I knew he was a conservative, while I am not. The fact that he holds to certain ideas didn’t make me think less of him as a person, it just made me wonder how he could reconcile those ideas with observable reality. But we all have our filters and our failings and our blindnesses, and I hoped that he, and the many other right-wing friends I have, wouldn’t allow disagreement with ideas to lead to discord between us as people. That has happened, of course, and people have fled my friends list over such issues, and even issues more trivial. The game writer S. John Ross unfriended me and actually blocked me on Facebook for a single polite comment disagreeing with his opinion of Johnny Cash. Talk about the courage of your convictions.
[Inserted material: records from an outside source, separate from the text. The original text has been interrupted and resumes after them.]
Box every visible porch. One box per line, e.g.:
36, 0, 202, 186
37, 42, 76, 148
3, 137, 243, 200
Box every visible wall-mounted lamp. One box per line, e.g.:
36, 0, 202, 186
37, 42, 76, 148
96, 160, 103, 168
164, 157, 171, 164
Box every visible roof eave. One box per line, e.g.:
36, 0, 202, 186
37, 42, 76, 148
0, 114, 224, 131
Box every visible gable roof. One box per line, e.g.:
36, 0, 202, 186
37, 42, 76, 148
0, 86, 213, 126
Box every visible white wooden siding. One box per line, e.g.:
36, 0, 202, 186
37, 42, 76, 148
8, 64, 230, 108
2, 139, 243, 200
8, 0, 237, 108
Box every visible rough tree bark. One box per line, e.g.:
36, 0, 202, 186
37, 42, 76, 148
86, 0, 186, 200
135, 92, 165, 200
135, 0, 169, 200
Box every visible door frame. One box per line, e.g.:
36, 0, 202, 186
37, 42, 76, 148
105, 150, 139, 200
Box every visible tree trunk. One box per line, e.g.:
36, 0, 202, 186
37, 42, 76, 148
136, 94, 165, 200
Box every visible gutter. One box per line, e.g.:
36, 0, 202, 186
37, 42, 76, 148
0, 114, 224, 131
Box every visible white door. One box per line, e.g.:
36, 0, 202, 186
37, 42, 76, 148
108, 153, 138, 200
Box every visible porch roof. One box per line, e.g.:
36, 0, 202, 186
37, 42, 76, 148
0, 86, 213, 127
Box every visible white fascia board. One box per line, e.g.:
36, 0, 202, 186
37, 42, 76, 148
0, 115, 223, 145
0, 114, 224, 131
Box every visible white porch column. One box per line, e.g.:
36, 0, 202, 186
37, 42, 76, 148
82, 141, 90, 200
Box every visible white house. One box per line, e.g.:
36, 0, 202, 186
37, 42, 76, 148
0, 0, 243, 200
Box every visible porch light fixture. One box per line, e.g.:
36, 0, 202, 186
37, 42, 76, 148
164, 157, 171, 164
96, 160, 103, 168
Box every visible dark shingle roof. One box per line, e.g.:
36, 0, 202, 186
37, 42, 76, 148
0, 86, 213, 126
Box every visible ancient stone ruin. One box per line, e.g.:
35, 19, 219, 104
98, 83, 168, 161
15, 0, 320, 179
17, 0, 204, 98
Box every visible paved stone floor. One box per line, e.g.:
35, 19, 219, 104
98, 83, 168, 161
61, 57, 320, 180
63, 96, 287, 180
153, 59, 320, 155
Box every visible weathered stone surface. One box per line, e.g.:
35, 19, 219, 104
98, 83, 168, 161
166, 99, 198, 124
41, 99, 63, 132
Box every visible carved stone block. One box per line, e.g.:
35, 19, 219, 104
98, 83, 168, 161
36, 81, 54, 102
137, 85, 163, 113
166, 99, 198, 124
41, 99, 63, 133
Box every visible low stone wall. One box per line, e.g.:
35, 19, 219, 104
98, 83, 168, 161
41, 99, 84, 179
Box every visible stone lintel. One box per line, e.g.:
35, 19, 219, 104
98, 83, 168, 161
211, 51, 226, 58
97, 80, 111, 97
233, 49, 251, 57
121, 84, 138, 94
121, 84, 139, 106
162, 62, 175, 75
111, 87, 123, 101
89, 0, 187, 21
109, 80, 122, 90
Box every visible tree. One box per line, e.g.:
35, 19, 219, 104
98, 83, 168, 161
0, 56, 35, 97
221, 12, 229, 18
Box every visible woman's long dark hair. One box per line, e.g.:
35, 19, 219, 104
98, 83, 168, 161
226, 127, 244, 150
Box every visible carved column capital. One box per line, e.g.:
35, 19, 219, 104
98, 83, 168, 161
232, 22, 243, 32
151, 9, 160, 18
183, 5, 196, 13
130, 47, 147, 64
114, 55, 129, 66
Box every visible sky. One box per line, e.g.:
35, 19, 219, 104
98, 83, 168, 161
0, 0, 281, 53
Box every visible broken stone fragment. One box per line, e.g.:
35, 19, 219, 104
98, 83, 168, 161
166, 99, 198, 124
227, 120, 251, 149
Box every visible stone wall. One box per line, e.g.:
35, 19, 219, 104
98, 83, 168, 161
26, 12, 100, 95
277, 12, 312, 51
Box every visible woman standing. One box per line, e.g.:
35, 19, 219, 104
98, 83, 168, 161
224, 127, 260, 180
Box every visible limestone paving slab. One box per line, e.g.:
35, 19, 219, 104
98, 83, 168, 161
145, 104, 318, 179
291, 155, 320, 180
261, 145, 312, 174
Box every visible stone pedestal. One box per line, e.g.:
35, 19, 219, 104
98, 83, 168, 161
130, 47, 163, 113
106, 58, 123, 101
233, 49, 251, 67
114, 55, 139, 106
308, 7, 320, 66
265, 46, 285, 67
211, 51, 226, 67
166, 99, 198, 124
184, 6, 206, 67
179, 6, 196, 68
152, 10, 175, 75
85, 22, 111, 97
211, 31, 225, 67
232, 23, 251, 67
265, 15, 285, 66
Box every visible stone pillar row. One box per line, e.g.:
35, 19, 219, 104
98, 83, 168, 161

My attitude is usually that a friend lost in this way is no friend worth having, and I tend to operate on the principle of “If I offend you, that probably just makes us even.”

But anyway, I hadn’t seen anything from this friend for a while, and I grew concerned that maybe he was having health problems or something. So I visited his page, where I found that we were no longer friends. I naturally suspected the reasons for this, but I sent him a message and asked why he’d unfriended me, telling him that if I had offended him it hadn’t been because I intended to.

This was his response:

Tim, politicking like you do here is always going to offend people who don’t share your views. I’ve lots of “liberal” friends, we remain that way by not using FB to constantly expouse our politic philosophies, but for social interacting on the things that we share, our love of movies, comics, pulp novels etc. Towards the end, every posting you had was a slam against Republicans and I simply got tired of it. I still consider you a friend and admire you as a creative soul continue to wish you all the best.

I replied back:

Fair enough.

In my defense, I myself never kick anyone from my friends list because they disagree with me, and I allow respectful debate on my wall from anyone. I have my views, but I also reflexively credit others with the courage of their own convictions and assume they can face disagreement without it turning personal. My beliefs and ideas are certainly strong enough to stand criticism (and flexible enough to change, if evidence warrants).

I also assume that if someone wants to actually be a friend, even in the Facebook sense, that they’re interested in sharing thoughts and ideas and I’d never censor my genuine response to something because I thought it couldn’t be discussed among friends.

I see a lot of stuff that I disagree with, that I’m not interested in, and that annoys me in my own newsfeed, and I sometimes engage, but usually just let it slip past and allow my friends to express themselves, even if they’re not meeting my particular standards. I consider my Friends list a community, and I don’t insist that others agree with me or limit themselves to certain subjects that please me to be a part of that community. If I did, I’d feel I was unfair to them and shortchanging myself.

I’m sorry you see things differently. I’ve had nothing but respect for you in spite of our differences in philosophy, and I’ll miss having the chance to engage as friends.

I’m posting this not because I’m angry at him, or because I want to say that he’s wrong for having booted me out of his virtual community. Certainly I can understand that someone might find streams of commentary that flies in the face of their cherished beliefs off-putting, and clearly our personal relationship mattered less to him than the fact that we disagreed. Nobody is required to be my friend.

No, I’m posting this because it allows me to say all of this to the rest of my friends I don’t always see eye to eye with. If you’re on my friends list, it’s because I want you there, I value your presence in my community. I don’t insist you agree with me on everything, or that you shut up about stuff I might not want to hear. In exchange, I ask the same respect from you.

If I piss you off so much that you decide to discard me as a friend, that’s fine. I have only 5,000 slots on my friends list, and one of these days I’m going to reach the limit. If you’re not willing to be an active part of my community of friends, of equals, then I thank you for opening that space up for someone who may appreciate it more.